Méphistophélès est vaincu à la fin. Faust échappe à l’enfer, appelé en haut par l’humble amour de Marguerite. Sans doute ! Faust était trop pareil à son âme pour que Gœthe eût le courage de le damner. Mais n’allons pas tirer de là une conclusion optimiste !

Non, le grand poète ne fut pas calme, libre de l’angoisse humaine, satisfait de son génie et de sa gloire, assis bien à l’aise dans son orgueil. Constamment, il avoue son besoin d’échapper. « Poésie, c’est délivrance », a-t-il dit. Et il convient d’avoir fait Werther pour se « débarrasser » de la manie du suicide. Il a fallu sans cesse qu’il se délivrât et se débarrassât, ce monarque absolu de l’esprit, au destin si magnifique. Et ses bonheurs, qu’en pensait-il ? Ceci : « Il faut briser le verre dans lequel on a bu une jouissance. » Est-ce la parole d’un homme qui remercie la vie et espère en elle ?

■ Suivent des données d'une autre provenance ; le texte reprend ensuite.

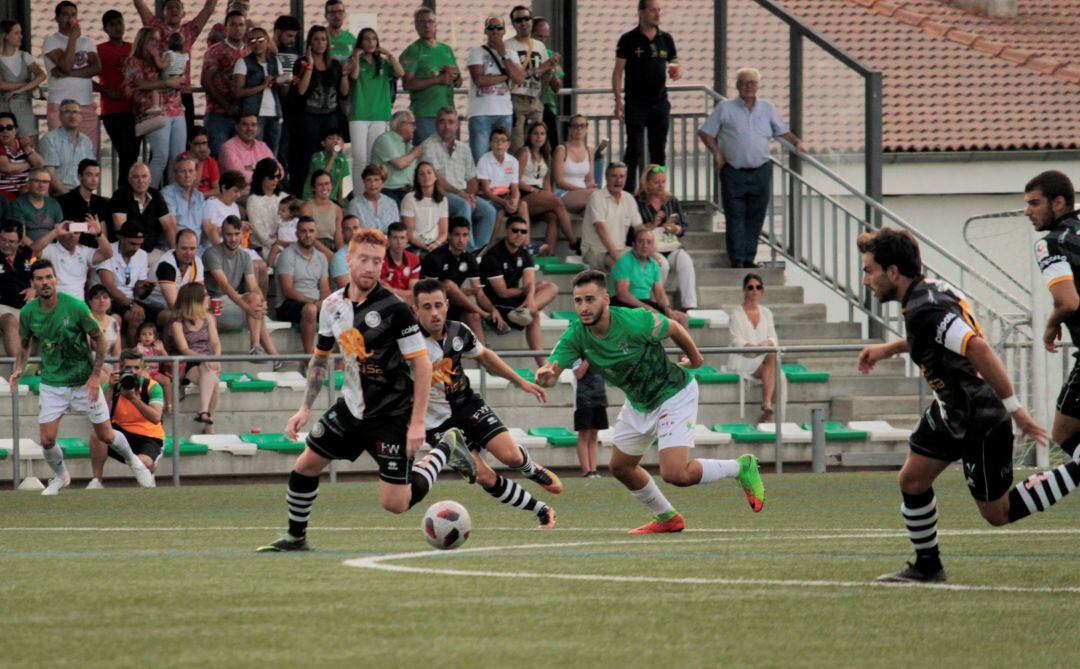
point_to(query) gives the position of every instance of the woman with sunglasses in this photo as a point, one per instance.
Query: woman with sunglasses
(662, 212)
(572, 168)
(752, 326)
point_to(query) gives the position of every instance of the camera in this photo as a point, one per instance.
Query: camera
(129, 379)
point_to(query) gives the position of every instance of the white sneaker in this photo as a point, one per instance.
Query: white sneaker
(144, 476)
(55, 485)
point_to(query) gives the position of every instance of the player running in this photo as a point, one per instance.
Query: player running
(969, 418)
(624, 346)
(1051, 199)
(381, 406)
(454, 404)
(71, 372)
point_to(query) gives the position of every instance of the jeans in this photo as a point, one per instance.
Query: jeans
(745, 195)
(482, 217)
(121, 129)
(480, 132)
(270, 132)
(640, 118)
(219, 129)
(165, 144)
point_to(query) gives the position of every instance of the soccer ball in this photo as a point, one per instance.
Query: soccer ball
(446, 524)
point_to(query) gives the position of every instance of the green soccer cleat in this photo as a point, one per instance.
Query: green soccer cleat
(750, 480)
(284, 545)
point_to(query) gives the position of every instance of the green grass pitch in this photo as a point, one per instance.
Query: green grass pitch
(126, 577)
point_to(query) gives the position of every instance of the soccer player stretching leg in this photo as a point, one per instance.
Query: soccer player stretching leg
(455, 406)
(969, 418)
(625, 347)
(70, 378)
(381, 406)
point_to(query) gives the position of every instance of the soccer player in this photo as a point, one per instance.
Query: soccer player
(72, 351)
(454, 404)
(624, 346)
(969, 418)
(382, 404)
(1051, 201)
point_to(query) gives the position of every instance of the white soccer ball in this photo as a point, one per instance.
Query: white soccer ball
(446, 524)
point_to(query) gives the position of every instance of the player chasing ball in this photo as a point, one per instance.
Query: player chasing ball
(624, 346)
(381, 409)
(457, 413)
(973, 410)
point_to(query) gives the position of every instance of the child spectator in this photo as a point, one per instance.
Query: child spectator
(590, 415)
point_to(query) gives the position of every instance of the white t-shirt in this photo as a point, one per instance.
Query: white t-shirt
(71, 269)
(125, 273)
(502, 175)
(267, 107)
(78, 89)
(426, 215)
(494, 99)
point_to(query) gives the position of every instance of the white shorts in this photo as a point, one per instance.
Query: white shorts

Il dit encore quelque part qu’un homme est d’autant plus grand qu’il représente et formule son époque avec plus d’intensité. Nous le trouvons si grand, parce qu’en dépit de toute attitude, de toute légende, nous sentons qu’il éprouva comme nul autre, l’époque où il vécut : cette époque formidable, pleine d’affirmations brutales, d’espoirs dévorants, et d’un doute infini ; cette époque où le cœur de l’homme fut troublé jusqu’aux profondeurs.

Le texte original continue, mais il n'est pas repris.